Search code

Integration with Black Duck Code Sight (BDCS) is no longer supported in TeamForge 17.1 and later. TeamForge 17.1 (or later) is equipped with its own code search function powered by Elasticsearch. You can do away with BDCS integration while upgrading to TeamForge 17.1 (or later) and set up TeamForge Code Search, which is now one of the integral services of TeamForge. This section discusses the features of TeamForge Code Search and what it takes to set up Code Search on your site.

TeamForge Code Search powered by Elasticsearch

TeamForge's Code Search feature uses Elasticsearch as its engine for the indexing and retrieval of documents. Elasticsearch, used in TeamForge, has no customizations other than what it provides via its engine and API. For more information about Elasticsearch, refer to its documentation.

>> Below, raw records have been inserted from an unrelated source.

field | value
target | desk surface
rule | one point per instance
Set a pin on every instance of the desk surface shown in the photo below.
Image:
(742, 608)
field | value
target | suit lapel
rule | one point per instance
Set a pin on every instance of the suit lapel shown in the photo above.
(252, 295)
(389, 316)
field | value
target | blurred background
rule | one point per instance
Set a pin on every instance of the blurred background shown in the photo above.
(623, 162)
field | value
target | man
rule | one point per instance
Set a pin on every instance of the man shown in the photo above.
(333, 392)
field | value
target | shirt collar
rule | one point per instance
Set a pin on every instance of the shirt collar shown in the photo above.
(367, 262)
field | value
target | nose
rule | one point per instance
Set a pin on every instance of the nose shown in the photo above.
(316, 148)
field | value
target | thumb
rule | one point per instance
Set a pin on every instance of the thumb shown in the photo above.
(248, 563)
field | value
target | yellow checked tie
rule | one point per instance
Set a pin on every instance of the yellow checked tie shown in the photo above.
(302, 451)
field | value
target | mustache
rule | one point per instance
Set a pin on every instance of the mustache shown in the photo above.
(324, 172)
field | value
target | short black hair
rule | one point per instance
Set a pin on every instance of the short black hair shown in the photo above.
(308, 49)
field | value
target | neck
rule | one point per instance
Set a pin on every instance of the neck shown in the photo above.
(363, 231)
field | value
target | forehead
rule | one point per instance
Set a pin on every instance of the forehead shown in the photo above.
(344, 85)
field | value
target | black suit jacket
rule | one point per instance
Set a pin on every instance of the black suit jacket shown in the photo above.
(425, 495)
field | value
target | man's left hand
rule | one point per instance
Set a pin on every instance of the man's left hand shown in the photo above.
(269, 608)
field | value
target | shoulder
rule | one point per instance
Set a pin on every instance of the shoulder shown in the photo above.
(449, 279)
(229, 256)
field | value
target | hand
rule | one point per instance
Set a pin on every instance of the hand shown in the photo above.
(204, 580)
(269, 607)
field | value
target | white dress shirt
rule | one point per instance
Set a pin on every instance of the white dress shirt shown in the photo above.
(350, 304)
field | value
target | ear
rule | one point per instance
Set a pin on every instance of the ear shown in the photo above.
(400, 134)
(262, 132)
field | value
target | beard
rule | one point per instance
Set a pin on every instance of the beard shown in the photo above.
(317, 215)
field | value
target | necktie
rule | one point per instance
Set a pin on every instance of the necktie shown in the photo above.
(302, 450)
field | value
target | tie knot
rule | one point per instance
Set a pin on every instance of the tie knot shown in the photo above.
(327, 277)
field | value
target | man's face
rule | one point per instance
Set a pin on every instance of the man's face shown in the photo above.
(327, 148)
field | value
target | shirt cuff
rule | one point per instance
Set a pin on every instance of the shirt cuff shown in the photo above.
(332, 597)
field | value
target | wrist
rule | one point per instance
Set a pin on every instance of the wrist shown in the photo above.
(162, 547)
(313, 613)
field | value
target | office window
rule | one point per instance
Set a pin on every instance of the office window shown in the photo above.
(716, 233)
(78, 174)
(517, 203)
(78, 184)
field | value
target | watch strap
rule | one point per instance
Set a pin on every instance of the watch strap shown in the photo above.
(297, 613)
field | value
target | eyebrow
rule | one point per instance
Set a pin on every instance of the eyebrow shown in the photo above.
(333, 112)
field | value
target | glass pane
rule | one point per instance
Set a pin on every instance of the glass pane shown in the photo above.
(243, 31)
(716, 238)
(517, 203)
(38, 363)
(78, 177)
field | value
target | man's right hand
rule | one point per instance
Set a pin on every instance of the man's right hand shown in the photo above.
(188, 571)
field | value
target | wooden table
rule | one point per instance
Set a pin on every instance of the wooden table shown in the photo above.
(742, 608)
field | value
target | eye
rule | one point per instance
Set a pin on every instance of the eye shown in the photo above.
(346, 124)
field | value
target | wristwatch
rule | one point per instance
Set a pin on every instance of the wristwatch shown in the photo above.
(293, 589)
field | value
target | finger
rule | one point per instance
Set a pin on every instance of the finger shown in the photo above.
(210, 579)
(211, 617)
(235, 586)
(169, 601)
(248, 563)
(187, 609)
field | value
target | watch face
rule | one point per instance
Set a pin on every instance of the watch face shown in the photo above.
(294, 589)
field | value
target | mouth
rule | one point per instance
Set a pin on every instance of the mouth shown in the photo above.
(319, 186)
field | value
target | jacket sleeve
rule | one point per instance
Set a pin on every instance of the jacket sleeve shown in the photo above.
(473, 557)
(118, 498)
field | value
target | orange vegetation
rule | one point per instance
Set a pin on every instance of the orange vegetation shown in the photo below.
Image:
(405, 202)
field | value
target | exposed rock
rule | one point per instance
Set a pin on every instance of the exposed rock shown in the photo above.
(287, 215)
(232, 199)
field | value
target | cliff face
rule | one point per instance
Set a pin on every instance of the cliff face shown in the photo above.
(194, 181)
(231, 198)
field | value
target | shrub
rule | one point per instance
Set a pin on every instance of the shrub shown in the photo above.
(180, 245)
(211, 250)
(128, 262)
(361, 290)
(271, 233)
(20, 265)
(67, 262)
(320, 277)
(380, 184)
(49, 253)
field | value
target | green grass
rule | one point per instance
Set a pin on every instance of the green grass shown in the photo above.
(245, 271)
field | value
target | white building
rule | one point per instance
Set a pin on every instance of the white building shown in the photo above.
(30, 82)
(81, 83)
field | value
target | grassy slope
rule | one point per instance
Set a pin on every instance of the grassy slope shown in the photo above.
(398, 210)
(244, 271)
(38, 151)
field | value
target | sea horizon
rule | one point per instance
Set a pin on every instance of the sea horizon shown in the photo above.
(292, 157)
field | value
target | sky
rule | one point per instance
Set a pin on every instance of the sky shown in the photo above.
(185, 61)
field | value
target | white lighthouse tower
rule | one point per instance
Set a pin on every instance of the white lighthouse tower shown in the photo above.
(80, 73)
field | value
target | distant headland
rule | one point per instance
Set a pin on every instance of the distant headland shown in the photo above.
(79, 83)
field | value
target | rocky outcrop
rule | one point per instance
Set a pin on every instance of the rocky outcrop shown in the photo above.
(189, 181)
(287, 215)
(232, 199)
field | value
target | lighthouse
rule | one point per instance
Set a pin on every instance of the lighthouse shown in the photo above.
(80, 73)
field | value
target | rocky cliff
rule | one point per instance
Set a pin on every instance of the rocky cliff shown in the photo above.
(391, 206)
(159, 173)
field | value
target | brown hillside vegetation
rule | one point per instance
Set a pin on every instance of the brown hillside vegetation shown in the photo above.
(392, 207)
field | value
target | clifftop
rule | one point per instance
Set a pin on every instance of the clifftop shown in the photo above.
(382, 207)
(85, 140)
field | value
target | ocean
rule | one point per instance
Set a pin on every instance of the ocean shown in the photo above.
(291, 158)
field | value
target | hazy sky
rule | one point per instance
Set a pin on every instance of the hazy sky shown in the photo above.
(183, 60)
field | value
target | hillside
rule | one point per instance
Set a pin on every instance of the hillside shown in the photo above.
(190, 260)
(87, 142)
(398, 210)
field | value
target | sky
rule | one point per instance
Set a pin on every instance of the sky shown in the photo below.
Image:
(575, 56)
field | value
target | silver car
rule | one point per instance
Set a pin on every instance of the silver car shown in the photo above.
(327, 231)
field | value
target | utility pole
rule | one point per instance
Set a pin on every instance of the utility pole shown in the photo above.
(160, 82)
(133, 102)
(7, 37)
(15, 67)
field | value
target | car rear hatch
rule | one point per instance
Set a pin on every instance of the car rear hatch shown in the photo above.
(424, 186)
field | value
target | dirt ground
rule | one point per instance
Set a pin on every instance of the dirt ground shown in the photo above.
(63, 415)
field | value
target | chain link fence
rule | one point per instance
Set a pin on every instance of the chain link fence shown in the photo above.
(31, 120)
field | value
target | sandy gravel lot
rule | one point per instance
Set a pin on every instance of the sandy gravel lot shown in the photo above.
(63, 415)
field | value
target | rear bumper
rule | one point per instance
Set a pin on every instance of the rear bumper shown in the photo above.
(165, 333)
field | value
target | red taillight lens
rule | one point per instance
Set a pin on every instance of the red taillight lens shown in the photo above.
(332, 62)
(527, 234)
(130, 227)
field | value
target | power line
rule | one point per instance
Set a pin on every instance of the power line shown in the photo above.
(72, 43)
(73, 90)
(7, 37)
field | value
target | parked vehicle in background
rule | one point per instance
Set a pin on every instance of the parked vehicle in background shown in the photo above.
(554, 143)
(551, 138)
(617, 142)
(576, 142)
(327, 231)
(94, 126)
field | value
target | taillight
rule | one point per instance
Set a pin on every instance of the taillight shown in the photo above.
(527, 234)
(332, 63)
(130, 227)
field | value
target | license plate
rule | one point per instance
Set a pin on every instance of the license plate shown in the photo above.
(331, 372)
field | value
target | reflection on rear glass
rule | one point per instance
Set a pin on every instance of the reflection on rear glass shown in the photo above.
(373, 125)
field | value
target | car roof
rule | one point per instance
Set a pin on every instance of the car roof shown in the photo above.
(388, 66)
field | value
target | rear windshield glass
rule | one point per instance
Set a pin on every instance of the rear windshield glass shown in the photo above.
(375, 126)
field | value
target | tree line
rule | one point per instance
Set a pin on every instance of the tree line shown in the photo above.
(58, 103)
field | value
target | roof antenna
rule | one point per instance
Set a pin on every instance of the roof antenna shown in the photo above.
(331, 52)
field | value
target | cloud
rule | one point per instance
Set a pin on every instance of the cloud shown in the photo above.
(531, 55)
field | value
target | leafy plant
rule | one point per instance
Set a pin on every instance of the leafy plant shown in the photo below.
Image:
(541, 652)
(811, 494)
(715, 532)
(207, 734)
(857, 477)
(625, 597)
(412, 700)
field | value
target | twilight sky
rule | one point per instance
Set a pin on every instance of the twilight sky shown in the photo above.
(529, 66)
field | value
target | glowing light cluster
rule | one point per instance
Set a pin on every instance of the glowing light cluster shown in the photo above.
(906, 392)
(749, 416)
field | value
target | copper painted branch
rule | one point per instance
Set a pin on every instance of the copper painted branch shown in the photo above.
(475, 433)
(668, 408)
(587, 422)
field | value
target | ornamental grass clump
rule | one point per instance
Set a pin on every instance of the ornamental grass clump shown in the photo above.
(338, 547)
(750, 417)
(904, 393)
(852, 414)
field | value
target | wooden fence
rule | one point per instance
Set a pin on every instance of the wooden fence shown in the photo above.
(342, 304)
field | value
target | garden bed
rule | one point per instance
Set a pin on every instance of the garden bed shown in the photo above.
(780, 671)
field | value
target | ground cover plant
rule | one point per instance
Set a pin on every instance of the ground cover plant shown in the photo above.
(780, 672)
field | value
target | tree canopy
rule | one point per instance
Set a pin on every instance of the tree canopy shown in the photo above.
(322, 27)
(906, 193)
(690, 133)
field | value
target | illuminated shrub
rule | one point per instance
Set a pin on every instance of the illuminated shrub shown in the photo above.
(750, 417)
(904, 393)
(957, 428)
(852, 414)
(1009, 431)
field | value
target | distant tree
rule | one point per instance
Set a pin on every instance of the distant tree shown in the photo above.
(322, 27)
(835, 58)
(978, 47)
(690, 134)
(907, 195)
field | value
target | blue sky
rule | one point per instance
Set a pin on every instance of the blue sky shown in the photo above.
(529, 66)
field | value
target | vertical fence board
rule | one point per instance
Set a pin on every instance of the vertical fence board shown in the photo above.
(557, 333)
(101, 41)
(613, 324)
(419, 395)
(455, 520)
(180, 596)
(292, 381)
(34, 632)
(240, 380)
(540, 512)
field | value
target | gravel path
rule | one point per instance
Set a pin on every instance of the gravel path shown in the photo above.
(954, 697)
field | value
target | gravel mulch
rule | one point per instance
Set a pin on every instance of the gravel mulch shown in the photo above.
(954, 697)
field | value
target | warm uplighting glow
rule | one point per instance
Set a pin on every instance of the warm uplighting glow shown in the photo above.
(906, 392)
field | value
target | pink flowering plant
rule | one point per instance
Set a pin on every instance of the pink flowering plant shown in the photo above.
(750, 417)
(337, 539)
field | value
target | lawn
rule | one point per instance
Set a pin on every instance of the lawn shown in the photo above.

TeamForge Code Search (Elasticsearch): How it works

TeamForge uses Elasticsearch engine 5.1.1. Elasticsearch provides the engine for the indexing and retrieval of documents. TeamForge is equipped with its own indexers that extract source files from the SCM repositories and send them to the Elasticsearch engine for indexing. These indexers run as an hourly cron job. When the job starts, it calls an internal TeamForge API that returns the list of repositories to be indexed on the specified SCM integration server. The indexer then processes the repositories, one at a time, starting with the repository that was most recently committed to. For each repository, it determines if a full indexing is needed or just an incremental indexing is sufficient to catch up since the last indexing operation. It then goes down the list of files and processes them for indexing. Only files that need to be indexed are extracted. For example, large binary files are not extracted as they would not be indexed anyway. As the indexers crawl a repository, it would skip any file that is greater than 1MB. To index a file it has to be UTF8 text. Files are scanned for file encoding and converted to UTF8 if required. Binary files are skipped by the indexers as would be files that cannot be converted to UTF8 format. All files that are skipped are logged along with the reason.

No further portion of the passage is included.